In his main statement today RBNZ Governor Alan Bollard said indicators of capacity usage and core inflation suggested underlying inflation remained constrained.
As growth in gross domestic product picked up, underlying inflation was expected to rise, with a gradual increase in the OCR over the next two years required to offset that, Dr Bollard said.
“The pace and timing of increases will be guided by the speed of recovery, but for now the OCR remains on hold.” But the Reserve Bank’s monetary policy statement (MPS) noted surveyed inflation expectations and indictors of firms’ pricing intentions had picked up recently.
“It would be of concern if the recent pick up and relatively high level of surveyed inflation expectations persisted,” the MPS said.
The RBNZ’s central projection assumed the pick up reflected the current high level of headline consumers’ price index (CPI) inflation, with surveyed expectations therefore likely to moderate over the coming year.
“However, the increase could also represent a more embedded increase. Heightened inflation expectations would limit the scope for monetary policy to absorb any upside inflation surprises,” the MPS said.

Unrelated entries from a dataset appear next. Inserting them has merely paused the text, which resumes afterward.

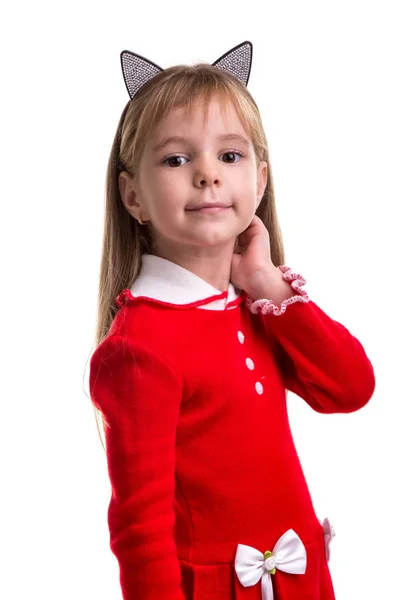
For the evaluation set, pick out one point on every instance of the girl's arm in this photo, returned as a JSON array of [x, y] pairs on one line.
[[139, 395], [321, 361]]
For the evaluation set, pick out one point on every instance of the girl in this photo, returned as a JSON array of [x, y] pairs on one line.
[[201, 332]]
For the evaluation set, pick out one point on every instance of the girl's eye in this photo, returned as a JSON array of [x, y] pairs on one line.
[[174, 161], [231, 156]]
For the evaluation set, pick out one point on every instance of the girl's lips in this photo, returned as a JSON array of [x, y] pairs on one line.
[[210, 209]]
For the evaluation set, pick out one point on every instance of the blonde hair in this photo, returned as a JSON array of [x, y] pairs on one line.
[[124, 240]]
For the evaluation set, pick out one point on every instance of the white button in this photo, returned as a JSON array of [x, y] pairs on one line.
[[250, 364]]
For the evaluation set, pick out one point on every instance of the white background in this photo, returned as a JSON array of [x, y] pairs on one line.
[[325, 76]]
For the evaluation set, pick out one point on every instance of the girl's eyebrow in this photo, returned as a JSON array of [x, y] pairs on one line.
[[182, 140]]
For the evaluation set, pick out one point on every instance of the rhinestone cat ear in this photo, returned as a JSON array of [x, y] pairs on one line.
[[237, 61], [137, 70]]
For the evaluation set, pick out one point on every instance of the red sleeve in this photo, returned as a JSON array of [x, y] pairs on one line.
[[321, 361], [139, 395]]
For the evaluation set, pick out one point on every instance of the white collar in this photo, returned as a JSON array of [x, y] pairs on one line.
[[164, 280]]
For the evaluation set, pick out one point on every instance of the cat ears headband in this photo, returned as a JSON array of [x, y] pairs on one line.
[[137, 70]]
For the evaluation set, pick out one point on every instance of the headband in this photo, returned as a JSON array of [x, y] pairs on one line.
[[137, 70]]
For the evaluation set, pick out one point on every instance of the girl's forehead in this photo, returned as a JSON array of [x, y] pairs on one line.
[[199, 113]]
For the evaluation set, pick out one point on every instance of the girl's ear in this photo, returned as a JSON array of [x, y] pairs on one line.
[[262, 178], [127, 190]]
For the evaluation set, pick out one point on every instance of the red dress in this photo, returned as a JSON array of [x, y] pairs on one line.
[[192, 383]]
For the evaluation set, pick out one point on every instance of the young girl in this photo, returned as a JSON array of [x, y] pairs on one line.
[[201, 332]]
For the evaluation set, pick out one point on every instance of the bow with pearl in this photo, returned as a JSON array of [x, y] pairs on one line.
[[289, 555]]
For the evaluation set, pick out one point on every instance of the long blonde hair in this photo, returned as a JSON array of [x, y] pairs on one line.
[[124, 240]]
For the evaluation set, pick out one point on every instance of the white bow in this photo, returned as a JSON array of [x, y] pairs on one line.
[[289, 555]]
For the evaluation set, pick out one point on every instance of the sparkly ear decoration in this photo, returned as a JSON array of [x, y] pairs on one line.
[[137, 71], [237, 61]]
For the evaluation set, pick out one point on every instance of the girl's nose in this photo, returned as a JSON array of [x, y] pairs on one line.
[[205, 176]]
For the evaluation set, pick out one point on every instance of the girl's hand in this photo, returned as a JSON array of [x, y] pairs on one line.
[[251, 267]]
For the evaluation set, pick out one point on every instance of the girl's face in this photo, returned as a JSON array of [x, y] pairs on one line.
[[191, 161]]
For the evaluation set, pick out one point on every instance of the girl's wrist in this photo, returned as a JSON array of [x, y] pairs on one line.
[[270, 285]]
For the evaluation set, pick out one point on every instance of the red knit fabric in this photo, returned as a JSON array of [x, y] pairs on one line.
[[199, 449]]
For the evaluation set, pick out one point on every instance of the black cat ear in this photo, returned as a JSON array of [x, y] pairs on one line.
[[137, 71], [237, 61]]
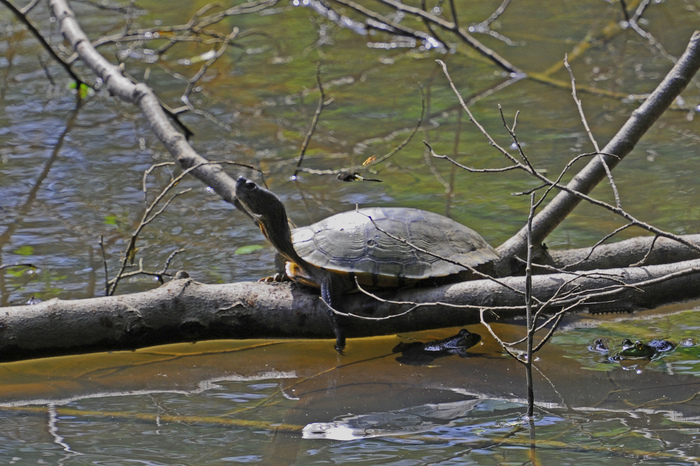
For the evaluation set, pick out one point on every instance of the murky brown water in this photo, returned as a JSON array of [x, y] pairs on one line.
[[69, 175]]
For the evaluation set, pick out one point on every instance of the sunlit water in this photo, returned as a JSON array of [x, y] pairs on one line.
[[69, 176]]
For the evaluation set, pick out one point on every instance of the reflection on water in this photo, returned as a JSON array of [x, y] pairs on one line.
[[70, 176], [297, 402]]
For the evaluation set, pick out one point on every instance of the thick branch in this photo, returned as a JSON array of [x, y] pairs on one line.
[[619, 146], [143, 97], [183, 310]]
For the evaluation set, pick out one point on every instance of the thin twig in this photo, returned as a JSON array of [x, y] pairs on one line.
[[314, 121]]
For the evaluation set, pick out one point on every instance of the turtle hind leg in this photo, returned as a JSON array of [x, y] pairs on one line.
[[331, 295]]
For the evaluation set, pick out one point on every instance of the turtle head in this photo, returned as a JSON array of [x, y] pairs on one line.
[[269, 213]]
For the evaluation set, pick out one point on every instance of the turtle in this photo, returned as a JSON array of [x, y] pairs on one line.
[[376, 247]]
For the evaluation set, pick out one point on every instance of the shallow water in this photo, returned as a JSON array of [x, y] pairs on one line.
[[70, 175]]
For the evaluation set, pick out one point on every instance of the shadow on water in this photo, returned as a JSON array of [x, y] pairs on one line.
[[300, 402]]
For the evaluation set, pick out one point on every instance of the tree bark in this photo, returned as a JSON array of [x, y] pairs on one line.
[[184, 310], [619, 146]]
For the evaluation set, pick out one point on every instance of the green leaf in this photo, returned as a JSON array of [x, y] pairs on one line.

Core inflation had risen in recent quarters, consistent with some rise in capacity pressures. One approach, adjusted to exclude the estimated effect of the rise in the rate of GST in the December quarter, pointed to core inflation above 2 percent for each of the previous two quarters.
Headline inflation was elevated, with the CPI rising 0.8 percent in the March quarter. A key factor was the October rise in GST, with other factors including increases in the tobacco excise and petrol prices.
The influence of rising food and petrol prices was expected to reduce by the end of the year, allowing for the rate of inflation to fall to well within the target band, the MPS said.
The RBNZ’s target was to keep CPI inflation to between 1 percent and 3 percent on average over the medium term.
Dr Bollard said the economic outlook had improved in the past three months. It appeared the negative confidence effect of the Christchurch earthquake in February on economic activity throughout the rest of the country had been limited.
Commodity prices remained “very strong” and firms expected to increase their hiring and capital investment, Dr Bollard said.
Reconstruction in Canterbury was projected to add about 2 percentage points to GDP growth over 2012, and boost the level of activity for several years after that.
In March RBNZ cut the OCR by 50 basis points, to lessen the economic impact of Christchurch and “guard against the risk of this impact becoming especially severe”.
Today’s MPS said an improving profit outlook, particularly for export-oriented firms, was one factor that would likely see business investment rise from current low levels. Capital goods were also likely to be relatively cheap, given the above-average level of the exchange rate.
Households were not expected to increase spending quickly, having accumulated a significant amount of debt in past decades, the MPS said.
Consistent with subdued consumption, house prices were likely to increase at or below the rate of inflation in the next few years. Statistical models suggested house prices continued to be overvalued when compared to such measures as nominal GDP or rental yields.